TPA Is “Safe” In Prior Stroke and Diabetics

Another recent Journal Watch article about TPA – relaying the manufacturer-sponsored message that TPA can, in fact, be given to the patients who were excluded from ECASS III because of diabetes or prior stroke.

Papers like this are fabulous.  I am 100% in agreement with the physiologic premise that timely reperfusion of the ischemic penumbra is beneficial in acute stroke.  I am less enthusiastic about using systemic thrombolysis, because it’s akin to smashing a teacup with a sledgehammer.  But, until PCI-like therapy is available/safe for the brain, it’s all we have.

I am really tired of endless papers from the TPA literature with authors falling all over themselves to present fundamentally flawed data as definitive evidence.  In this paper, the authors take the non-randomized TPA population from the SITS-ISTR – and compare it to the non-randomized, non-thrombolyzed population from the VISTA registry.  Why is this a problem?  Because even though the relative differences are large, the absolute differences are small – and we’ve already see that what makes the largest absolute difference is stroke after-care, and that all stroke centers are not created equal.  The authors acknowledge this, but then justify their results by stating that their numbers are similar to prior, retrospective, non-randomized comparisons performed on subsets of registry data.  It’s a self-fulfilling prophecy.

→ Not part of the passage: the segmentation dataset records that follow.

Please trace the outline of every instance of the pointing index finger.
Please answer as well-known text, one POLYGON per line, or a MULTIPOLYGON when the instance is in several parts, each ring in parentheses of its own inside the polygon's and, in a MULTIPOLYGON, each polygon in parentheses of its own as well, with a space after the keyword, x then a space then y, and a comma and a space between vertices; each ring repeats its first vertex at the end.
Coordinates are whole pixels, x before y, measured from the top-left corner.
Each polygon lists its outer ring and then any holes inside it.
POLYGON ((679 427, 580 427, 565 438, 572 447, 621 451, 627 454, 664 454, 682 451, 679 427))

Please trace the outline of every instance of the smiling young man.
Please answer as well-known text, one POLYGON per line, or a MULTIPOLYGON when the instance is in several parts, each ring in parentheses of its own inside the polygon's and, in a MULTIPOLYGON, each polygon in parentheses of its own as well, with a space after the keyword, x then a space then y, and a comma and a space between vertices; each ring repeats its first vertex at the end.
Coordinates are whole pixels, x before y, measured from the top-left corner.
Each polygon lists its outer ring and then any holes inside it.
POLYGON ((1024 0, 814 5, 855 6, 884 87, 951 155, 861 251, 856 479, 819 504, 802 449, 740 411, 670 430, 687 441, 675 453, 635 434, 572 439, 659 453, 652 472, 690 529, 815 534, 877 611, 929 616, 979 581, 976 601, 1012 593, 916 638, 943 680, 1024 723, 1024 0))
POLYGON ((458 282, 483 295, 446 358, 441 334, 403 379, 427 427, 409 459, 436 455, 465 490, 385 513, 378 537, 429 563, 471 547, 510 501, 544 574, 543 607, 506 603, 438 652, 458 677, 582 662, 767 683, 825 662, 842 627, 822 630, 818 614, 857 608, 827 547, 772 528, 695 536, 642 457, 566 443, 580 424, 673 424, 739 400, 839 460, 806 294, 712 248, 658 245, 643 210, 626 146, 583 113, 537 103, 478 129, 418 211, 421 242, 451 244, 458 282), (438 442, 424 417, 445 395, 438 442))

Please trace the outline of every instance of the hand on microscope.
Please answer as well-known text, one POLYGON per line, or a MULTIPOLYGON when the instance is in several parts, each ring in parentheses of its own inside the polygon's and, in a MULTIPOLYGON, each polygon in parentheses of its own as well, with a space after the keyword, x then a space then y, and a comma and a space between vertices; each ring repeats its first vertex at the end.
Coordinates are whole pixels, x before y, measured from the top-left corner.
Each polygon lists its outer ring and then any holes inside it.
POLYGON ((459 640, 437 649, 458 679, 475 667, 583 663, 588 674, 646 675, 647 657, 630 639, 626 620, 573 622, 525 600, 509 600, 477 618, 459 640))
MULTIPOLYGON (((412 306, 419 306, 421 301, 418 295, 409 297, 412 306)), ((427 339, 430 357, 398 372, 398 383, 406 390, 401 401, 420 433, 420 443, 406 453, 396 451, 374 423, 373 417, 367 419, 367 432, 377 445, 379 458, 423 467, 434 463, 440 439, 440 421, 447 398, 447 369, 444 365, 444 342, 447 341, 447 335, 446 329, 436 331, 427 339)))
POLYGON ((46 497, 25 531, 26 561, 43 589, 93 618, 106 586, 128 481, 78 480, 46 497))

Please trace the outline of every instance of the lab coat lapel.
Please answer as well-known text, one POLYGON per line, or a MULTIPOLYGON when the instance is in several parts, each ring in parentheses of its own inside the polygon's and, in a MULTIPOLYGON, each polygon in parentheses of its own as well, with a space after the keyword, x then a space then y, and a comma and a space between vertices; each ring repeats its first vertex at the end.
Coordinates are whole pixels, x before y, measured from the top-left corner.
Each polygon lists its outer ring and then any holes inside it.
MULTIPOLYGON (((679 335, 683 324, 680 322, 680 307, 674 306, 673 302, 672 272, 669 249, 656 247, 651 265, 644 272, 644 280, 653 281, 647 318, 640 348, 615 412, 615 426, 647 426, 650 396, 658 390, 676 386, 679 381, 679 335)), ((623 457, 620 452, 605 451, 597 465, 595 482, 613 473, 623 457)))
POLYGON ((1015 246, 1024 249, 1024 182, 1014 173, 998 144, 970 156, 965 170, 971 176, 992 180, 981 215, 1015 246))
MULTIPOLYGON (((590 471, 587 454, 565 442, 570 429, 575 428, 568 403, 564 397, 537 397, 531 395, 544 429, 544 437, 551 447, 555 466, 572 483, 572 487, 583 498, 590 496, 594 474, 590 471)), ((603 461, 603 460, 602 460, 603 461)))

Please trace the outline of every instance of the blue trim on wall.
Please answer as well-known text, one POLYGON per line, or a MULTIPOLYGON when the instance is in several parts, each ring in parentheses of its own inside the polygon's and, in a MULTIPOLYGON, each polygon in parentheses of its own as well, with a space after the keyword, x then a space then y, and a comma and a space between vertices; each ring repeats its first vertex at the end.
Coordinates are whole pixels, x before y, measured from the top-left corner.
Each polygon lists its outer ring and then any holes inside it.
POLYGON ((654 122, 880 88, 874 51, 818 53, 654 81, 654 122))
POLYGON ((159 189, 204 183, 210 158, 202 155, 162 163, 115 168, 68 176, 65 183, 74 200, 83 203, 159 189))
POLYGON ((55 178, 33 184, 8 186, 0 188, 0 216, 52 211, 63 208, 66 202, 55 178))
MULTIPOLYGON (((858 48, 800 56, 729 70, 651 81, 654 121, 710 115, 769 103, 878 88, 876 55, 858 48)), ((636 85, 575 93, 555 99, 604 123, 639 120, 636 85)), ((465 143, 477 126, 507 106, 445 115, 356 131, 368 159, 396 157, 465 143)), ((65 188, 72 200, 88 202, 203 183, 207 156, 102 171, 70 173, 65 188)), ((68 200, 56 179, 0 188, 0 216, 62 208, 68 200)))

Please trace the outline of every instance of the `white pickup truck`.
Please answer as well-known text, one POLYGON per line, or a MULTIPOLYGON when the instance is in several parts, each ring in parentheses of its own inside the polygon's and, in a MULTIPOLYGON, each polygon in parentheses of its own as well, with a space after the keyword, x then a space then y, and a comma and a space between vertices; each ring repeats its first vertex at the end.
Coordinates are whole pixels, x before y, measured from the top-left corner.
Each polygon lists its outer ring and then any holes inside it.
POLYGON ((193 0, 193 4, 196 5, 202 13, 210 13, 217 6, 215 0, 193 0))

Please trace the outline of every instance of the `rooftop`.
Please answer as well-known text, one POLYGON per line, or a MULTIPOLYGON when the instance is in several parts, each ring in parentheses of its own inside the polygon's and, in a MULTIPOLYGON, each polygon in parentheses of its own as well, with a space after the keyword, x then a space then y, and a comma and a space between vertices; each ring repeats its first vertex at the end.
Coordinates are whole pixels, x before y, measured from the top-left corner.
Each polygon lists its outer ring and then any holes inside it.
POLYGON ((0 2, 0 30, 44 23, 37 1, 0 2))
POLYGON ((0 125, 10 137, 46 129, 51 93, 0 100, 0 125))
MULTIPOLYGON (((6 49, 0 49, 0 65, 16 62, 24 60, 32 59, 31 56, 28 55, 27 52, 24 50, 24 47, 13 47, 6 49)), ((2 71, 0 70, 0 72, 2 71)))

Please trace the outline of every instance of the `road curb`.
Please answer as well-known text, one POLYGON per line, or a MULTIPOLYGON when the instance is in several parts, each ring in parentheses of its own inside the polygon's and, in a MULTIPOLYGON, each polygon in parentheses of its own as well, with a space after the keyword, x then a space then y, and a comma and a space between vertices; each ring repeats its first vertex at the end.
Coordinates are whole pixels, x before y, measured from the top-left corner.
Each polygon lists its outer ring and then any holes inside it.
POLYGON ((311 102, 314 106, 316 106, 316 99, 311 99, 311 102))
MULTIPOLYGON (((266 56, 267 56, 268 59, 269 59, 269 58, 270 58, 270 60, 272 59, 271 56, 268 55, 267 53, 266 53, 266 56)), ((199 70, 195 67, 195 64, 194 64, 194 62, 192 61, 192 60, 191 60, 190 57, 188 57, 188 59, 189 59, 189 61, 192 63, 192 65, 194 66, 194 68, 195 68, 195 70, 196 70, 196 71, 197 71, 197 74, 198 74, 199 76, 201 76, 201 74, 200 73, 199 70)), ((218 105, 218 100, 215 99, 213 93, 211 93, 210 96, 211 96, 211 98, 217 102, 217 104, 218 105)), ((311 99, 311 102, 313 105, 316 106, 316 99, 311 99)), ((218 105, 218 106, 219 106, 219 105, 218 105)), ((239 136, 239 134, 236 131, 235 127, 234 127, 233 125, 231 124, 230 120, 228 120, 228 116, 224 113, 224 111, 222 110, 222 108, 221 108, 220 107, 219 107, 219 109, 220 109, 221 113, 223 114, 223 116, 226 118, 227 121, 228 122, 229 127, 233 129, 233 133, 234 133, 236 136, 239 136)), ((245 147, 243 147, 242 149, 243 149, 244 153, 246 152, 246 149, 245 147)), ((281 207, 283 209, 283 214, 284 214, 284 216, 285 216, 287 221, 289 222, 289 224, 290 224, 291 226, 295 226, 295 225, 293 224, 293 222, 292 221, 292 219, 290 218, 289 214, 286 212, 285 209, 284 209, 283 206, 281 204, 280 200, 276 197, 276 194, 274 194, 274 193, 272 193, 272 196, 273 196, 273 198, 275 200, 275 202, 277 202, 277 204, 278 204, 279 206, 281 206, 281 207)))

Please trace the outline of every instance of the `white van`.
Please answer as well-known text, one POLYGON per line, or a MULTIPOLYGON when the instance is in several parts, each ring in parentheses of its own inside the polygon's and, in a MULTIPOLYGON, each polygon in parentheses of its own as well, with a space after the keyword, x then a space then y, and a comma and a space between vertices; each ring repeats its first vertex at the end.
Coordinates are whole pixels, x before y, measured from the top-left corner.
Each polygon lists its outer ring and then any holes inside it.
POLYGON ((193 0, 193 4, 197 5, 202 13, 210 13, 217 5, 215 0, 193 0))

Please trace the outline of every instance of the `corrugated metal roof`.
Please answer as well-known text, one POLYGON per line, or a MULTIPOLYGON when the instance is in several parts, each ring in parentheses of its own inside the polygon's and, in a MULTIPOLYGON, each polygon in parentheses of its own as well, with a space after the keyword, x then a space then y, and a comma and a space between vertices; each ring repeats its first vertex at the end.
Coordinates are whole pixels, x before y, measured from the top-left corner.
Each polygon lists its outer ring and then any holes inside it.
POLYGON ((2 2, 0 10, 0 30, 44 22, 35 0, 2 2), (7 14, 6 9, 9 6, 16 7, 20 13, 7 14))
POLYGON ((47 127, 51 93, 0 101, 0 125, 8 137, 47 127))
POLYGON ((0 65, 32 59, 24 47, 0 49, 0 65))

They conclude with “Hence, we find no justification to exclude patients from receiving alteplase for acute ischemic stroke if they have a [prior stroke] and also have [diabetes mellitus]” – which is true, unless it bothers you that the mRS 6 (dead) group nearly doubles when TPA is given to the stroke/diabetes groups.  Imagine what the reaction to ECASS III would be if TPA wasn’t 52% good outcome vs 6.7% death – and was one of these 29% good outcome vs. 23% death, or 25% good outcome vs. 28% death comparisons from the registry data (totally different baseline severity vs. ECASS III, just throwing the numbers out there for hyperbole).

…and, the obligatory:

“Dr. Mishra reports no disclosures. Dr. Ahmed is an employee of SITS International, which received a grant from Boehringer Ingelheim for the SITS-MOST/SITS-ISTR study with alteplase. Dr. Davalos has received speaker or consultancy honoraria from AstraZeneca, Boehringer Ingelheim, Lundbeck Inc., ev3, Ferrer, and Talecris Biotherapeutics. Dr. Iversen has served on scientific advisory boards for Boehringer Ingelheim and Allergan, Inc.; and has received research support from the Danish National Advanced Science Foundation. Dr. Melo reports no disclosures. Dr. Soinne serves on speakers’ bureaus for and has received speaker honoraria from Boehringer Ingelheim, Pfizer Inc, and Siemens; and has served as a consultant for Boehringer Ingelheim. Dr. Wahlgren serves as Chairman of the SITS Scientific Committee; has served on scientific advisory boards for Boehringer Ingelheim and ThromboGenics NV; has received funding for travel and speaker honoraria from Boehringer Ingelheim, Lundbeck Inc., and Ferrer; and serves on the editorial boards of Stroke and Cerebrovascular Diseases. Dr. Lees serves on scientific advisory boards for Boehringer Ingelheim, Talecris Biotherapeutics, Lundbeck Inc., Ferrer, and PhotoThera; and has received speaker honoraria from Boehringer Ingelheim, Lundbeck Inc., ThromboGenics NV, and Talecris Biotherapeutics.”
I want to use TPA to treat stroke without reservations, but the literature is broken.  Still hoping IST-3 will help define a low-risk population that benefits.
“Thrombolysis outcomes in acute ischemic stroke patients with prior stroke and diabetes mellitus”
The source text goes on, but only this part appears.